By Dee Yingst
Why “holidays” like April Fools’ Day have no business in the workplace
I have a pretty good sense of humor and I like a good laugh. (This month’s blog title is actually a line from one of my favorite movies – “The Court Jester” with Danny Kaye. Very silly movie.) I have a big laugh – no sweet little giggles here - it’s not at all unusual to hear my great big belly laugh emanating from my office on any given day.
One of the things I don’t find funny is laughing at someone else’s expense.
Which brings me to April Fools’ Day. The whole premise behind this so-called holiday is to laugh at someone else’s expense. There is absolutely nothing funny about that.
I have little doubt that someone is right now rolling their eyes and saying ‘I guess she can’t take a joke.’ The whole point of April Fools’ Day is to make fun of someone and then laugh at them. Not with them. At them. As an HR professional and as a human being, that is just wrong on so many levels.
Maybe there’s someone in your office that you believe is particularly gullible and likely to fool easily so you figure they’re a pretty easy mark for a prank. That doesn’t make it right. It’s the message I send when I speak to groups about harassment: you are in control of you and nothing that individual does or doesn’t do changes that. It doesn’t matter what someone is wearing, how they walk, how they talk or anything else. Nothing gives you the right to engage in harassing behavior, whether it rises to the level of legally defined harassment or not isn’t the point. It’s still wrong.
It’s important to remember that the object of the joke or prank is the one that gets to decide whether it’s funny or not – not the prankster. That’s a lesson lost on many people.

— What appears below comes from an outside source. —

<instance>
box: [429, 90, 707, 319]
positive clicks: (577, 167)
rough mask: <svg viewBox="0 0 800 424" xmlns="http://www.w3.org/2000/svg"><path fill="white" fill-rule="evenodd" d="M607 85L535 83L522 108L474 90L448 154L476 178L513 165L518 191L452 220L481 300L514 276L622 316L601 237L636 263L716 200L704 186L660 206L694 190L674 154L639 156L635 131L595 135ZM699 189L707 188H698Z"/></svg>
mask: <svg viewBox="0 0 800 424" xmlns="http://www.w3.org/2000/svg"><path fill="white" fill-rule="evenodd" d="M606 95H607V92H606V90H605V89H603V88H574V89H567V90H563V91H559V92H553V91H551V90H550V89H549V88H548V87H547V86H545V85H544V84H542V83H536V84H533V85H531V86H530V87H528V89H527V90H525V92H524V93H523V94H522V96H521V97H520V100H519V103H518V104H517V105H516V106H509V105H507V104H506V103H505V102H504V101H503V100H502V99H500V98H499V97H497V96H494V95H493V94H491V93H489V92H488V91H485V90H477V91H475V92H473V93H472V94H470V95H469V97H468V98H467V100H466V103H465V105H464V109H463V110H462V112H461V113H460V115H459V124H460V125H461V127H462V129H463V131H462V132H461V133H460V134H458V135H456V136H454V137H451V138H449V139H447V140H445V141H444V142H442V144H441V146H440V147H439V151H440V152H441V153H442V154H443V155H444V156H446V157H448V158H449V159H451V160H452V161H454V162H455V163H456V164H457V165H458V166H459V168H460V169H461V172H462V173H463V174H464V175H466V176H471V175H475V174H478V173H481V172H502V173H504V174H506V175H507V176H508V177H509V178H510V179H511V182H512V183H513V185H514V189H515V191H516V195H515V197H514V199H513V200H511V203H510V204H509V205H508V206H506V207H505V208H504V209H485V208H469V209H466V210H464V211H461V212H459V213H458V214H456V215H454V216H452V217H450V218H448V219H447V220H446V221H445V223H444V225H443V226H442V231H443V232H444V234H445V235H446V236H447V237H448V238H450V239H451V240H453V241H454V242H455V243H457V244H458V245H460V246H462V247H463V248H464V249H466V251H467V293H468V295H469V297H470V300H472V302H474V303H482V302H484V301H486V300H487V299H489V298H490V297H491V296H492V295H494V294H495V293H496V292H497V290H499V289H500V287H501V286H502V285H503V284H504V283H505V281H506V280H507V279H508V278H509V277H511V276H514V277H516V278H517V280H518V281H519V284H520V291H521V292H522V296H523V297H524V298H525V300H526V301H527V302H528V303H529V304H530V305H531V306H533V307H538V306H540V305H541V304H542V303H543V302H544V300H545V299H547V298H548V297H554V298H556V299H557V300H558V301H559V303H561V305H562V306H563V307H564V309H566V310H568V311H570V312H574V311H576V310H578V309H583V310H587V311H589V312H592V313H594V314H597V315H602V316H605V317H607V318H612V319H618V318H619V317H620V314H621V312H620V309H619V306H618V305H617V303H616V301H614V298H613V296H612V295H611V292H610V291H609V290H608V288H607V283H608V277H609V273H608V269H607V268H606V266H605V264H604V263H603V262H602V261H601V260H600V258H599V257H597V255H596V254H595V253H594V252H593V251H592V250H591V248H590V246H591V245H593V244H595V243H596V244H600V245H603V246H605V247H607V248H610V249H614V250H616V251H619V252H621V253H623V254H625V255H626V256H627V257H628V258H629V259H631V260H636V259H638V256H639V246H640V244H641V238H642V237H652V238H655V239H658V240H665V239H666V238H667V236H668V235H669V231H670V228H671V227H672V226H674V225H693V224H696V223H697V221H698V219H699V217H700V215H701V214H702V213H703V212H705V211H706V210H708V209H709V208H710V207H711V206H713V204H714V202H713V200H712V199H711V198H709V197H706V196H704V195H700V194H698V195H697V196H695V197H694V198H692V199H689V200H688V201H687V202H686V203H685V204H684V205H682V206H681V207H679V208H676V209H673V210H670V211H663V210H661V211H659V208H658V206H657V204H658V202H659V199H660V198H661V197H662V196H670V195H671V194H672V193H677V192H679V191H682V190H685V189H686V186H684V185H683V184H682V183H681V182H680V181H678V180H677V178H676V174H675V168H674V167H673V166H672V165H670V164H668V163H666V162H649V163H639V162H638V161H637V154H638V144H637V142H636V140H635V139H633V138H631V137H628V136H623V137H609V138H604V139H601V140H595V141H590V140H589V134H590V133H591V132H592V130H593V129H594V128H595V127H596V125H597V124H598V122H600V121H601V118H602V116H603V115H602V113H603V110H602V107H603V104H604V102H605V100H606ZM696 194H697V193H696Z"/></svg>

Organizations need to be vigilant in reminding staff of this important lesson. It’s not unlike the cautionary tale I share about Valentine’s Day: don’t let a holiday be the “cover” someone uses to harass another employee. The shortest way to a hostile work environment claim is to not address behavior even if it’s done under the guise of a so-called holiday.
Laughter in the workplace is not only a great idea, but I would argue it’s absolutely essential. Just as long as it’s not at anyone else’s expense.